Businesses with government contracts ripe targets for cyber attacks
An apparent cyberattack on a major building automation systems manufacturer is gathering national attention after reports that it may have compromised some data belonging to the Department of Homeland Security.
Why it matters: Government contractors are a ripe target for cyberattacks, and the Biden administration has made it a priority to apply tougher cybersecurity rules to any business working with the government.
Driving the news: CNN reported Monday that DHS is investigating whether a reported ransomware attack targeting Johnson Controls International affected sensitive physical security information, including building floor plans.
- Johnson Controls has not yet determined the full extent of the incident, saying in a statement only that the company is continuing "to assess what information was impacted" and is "executing our incident management and protection plan."
Details: Johnson Controls has been responding to a reported ransomware attack for at least a week, according to BleepingComputer.

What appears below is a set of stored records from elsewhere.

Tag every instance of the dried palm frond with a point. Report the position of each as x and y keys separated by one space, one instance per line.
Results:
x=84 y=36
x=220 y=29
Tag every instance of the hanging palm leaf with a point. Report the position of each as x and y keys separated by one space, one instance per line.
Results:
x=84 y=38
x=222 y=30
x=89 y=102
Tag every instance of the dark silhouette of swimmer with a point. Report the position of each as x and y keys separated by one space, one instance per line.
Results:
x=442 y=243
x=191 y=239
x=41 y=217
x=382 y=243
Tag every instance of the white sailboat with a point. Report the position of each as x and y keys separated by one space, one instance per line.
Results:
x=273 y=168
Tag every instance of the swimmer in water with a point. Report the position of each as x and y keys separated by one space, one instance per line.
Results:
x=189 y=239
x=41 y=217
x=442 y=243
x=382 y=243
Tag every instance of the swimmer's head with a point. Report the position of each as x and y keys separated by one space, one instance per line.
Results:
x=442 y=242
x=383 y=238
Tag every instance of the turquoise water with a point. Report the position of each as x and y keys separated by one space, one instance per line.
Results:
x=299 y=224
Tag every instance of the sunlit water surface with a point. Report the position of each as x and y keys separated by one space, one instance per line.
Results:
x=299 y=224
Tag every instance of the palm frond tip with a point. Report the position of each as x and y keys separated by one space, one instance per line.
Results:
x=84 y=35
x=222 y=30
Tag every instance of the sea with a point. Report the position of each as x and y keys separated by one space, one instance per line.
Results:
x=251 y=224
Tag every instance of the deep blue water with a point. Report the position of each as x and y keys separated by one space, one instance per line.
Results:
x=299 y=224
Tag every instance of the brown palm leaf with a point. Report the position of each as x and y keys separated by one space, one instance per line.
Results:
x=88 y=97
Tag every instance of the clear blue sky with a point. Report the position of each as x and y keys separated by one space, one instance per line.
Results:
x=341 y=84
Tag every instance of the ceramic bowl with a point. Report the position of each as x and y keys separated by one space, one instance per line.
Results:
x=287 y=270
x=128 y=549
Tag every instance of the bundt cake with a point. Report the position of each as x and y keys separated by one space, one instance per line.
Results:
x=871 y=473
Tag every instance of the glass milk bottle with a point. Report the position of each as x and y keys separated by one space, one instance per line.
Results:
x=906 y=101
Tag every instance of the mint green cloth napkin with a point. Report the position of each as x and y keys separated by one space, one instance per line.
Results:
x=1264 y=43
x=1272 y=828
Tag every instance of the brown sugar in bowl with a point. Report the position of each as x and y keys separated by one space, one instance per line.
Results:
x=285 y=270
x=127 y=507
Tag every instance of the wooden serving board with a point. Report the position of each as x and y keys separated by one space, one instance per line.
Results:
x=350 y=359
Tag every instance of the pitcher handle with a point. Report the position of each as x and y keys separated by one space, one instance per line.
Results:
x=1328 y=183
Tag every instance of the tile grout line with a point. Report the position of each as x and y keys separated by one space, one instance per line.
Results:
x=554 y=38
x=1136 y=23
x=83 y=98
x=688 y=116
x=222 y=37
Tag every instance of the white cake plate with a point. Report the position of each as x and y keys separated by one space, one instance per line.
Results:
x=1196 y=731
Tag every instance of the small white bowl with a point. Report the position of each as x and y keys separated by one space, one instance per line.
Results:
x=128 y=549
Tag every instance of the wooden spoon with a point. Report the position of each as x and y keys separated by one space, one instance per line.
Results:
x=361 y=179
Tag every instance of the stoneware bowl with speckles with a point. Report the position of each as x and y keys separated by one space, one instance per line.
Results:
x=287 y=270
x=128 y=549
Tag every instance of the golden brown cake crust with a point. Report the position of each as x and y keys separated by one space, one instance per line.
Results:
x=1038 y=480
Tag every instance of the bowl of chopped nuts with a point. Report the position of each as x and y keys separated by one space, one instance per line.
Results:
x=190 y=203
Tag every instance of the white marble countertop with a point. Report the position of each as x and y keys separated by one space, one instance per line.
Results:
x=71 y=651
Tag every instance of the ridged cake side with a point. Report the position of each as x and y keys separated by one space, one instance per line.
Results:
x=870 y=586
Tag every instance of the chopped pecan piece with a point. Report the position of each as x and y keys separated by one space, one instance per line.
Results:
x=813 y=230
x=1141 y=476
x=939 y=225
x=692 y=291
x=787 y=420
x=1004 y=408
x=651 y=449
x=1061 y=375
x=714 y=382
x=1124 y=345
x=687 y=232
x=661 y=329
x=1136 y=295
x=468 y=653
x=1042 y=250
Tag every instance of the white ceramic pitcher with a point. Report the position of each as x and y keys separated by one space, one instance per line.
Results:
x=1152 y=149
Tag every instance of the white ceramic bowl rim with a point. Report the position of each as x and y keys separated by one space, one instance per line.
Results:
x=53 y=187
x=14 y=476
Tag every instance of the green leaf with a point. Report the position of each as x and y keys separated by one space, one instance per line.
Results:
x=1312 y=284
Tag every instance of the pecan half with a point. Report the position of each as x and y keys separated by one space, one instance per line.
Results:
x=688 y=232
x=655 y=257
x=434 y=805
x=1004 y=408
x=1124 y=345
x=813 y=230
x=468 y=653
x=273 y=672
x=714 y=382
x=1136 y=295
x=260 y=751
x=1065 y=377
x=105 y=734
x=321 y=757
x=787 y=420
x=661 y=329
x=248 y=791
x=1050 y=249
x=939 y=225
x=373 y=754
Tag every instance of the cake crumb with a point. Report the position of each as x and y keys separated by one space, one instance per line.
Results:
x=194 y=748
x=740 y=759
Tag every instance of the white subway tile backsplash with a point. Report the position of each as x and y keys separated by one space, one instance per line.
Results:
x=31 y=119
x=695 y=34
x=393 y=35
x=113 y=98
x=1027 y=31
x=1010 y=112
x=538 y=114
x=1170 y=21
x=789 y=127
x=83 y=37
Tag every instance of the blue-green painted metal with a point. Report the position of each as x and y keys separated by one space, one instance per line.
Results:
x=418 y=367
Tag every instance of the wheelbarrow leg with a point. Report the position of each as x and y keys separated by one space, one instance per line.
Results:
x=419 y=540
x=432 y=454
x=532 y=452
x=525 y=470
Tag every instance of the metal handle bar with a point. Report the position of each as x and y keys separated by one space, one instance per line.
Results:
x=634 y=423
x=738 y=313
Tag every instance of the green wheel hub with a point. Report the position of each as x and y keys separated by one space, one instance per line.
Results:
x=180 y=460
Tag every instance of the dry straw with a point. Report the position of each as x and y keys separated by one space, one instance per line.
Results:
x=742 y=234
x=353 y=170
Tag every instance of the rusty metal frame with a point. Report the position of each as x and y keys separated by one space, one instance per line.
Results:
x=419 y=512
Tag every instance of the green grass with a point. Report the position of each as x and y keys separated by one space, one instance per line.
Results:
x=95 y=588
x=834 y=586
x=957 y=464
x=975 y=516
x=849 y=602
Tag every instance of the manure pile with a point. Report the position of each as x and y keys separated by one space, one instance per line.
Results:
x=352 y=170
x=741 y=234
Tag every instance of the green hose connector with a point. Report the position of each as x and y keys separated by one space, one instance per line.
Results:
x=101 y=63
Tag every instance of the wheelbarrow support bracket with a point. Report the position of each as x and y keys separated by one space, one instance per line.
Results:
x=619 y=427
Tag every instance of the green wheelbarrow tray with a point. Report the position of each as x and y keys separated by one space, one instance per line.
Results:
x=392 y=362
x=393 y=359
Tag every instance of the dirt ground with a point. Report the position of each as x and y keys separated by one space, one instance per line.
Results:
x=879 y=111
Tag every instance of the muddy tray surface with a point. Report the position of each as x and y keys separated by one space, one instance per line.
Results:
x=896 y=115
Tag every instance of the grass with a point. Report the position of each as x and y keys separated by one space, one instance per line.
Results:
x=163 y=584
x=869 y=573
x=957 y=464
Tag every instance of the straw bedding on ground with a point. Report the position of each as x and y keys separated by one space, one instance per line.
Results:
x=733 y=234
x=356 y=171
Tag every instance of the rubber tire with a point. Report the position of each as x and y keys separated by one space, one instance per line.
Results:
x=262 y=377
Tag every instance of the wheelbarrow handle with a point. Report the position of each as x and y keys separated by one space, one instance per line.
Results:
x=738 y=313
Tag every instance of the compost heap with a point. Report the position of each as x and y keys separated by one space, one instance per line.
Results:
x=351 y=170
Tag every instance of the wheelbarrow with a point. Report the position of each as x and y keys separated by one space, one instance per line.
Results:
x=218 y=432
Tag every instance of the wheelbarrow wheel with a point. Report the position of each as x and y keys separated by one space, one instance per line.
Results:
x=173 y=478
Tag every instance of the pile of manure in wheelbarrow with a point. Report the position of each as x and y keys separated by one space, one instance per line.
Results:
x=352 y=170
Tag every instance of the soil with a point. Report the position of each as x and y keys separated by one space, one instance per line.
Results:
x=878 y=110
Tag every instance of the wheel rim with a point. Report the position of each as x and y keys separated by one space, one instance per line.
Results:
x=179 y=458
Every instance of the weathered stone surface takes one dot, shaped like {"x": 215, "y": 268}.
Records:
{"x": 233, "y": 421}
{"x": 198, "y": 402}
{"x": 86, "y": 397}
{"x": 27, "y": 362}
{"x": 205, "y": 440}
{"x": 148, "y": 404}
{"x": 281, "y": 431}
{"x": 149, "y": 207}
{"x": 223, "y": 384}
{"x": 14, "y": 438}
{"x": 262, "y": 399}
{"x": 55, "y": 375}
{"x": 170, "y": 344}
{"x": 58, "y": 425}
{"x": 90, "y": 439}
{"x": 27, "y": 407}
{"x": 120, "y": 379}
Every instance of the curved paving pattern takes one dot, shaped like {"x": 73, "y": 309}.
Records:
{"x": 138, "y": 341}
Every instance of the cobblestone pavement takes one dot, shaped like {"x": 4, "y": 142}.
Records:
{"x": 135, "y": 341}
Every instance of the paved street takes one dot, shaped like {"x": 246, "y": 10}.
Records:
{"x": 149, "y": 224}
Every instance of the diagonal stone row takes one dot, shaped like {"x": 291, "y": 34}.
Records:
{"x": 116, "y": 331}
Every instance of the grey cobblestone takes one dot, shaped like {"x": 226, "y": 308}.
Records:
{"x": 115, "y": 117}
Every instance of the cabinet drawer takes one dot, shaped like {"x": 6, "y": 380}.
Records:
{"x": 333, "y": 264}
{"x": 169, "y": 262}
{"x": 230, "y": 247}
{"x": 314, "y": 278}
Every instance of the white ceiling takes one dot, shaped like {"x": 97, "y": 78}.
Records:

- The company manufactures security equipment, industrial control systems, fire safety equipment and other physical security devices.
- Customers have included international aerospace manufacturers, universities and medical facilities.
The intrigue: No ransomware gang has claimed responsibility for the reported attack yet — suggesting that if this is a ransomware incident, the company could still be in negotiations over whether to pay a ransom to unlock its systems.
Between the lines: Johnson Controls is far from the first government contractor to face a cyberattack or espionage campaign.
- A high-profile espionage campaign in late 2020 that affected at least nine federal agencies and at least 100 companies started with Chinese hackers targeting government contractor SolarWinds.
- Another government contractor, Maximus, suffered a breach this year as hackers targeted a vulnerability in the popular file-transfer tool MOVEit.
What they're saying: Johnson Controls hasn't shared any additional details about the incident besides what it told the Securities and Exchange Commission in a brief statement in a public 8-K filing Wednesday.
- The filing says the company has "experienced disruptions in portions of its internal information technology infrastructure and applications resulting from a cybersecurity incident."